Hackers delivering viruses via Web ads

Web ads are becoming a delivery system of choice for hackers seeking to distribute viruses over the Internet. In a development that could threaten the explosive growth of online advertising, hackers have started to exploit security holes to slip viruses into ads. Going to a site that shows such an ad can infect a computer.

In May, a virus in a banner ad on tomshardware.com automatically switched visitors to a Web site that downloaded “malware” — designed to attack a computer — onto the visitor’s computer. ScanSafe Inc., one of the first security firms to discover the virus, estimates the ad was on the site for at least 24 hours and infected 50,000 to 100,000 computers before Tom’s Hardware removed it.

A person familiar with the situation says that Tom’s Hardware was unaware of the threat and that ads on the site were supplied by an outside server and likely appeared on a number of other Web sites as well. Some people noted that their antivirus software had protected their computers and others lamented that a virus had been downloaded.

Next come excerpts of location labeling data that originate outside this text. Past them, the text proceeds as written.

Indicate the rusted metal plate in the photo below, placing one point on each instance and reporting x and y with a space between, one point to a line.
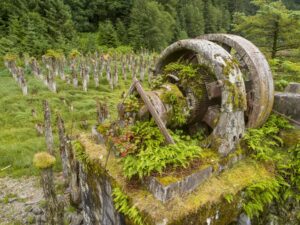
261 95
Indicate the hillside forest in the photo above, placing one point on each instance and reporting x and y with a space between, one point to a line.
81 56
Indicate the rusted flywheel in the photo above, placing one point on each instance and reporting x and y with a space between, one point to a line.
257 76
226 118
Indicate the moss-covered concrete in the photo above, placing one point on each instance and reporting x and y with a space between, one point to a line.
205 203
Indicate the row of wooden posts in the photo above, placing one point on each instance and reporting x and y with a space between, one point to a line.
54 203
18 75
80 68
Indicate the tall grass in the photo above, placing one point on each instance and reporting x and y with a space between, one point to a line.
18 138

Clicking on ads that appear in the sponsored-link results section of Web search engines can be very dangerous. Web security firm McAfee Inc. found in May that 6.9 percent of sponsored links led to suspicious sites that might have downloaded malicious software.

“Not being able to offer a safe haven is one of the things that could stand in the way of reputable advertisers and dollars,” said Scott Howe, president of Internet ad network Drive Performance Media, a unit of Seattle-based aQuantive, which Microsoft Corp. recently agreed to buy for $6 billion. “That’s the single biggest fear that many advertisers have. … It has taken them a hundred years to build their brand, and it can be destroyed pretty quickly if they are not careful.”

The Internet has long been plagued with viruses, spyware and other troublesome software. In the past, though, consumers usually had to open a harmful attachment in an e-mail, download free software that contained malicious code or click on a link to another site. Technology underlying virus-filled ads is more insidious. Simply opening a Web page can expose a user to harm.

While the number of infected ads has been small compared to the trillions of ads populating the Internet, Web security experts say the phenomenon is growing, especially on sites that accept ads from advertising networks that lack secure safeguards. Eighty percent of malicious computer code is found in online ads, according to a recent study by computer security firm Finjan Inc.

“The online ad industry’s success is going to be dependent on not letting viruses through the walls. They’ve all got to get better and mobilize,” said Zack Rogers, vice president of revenue operations at CNET Networks Inc., which operates a number of Web sites, including CNET.com and TV.com.

Top-tier online ad companies and Web sites say they are refining their security systems to try to prevent harmful material from leaking onto the Internet. But security experts say the complex structure of business relationships makes it difficult for sites to block virus-laden ads. Sites often work with one group of ad firms to sell space and another group to ensure the ads appear when a Web surfer calls up a page. Yet other companies save the digital information that creates an online ad on a server and then delivers that data to the Web sites.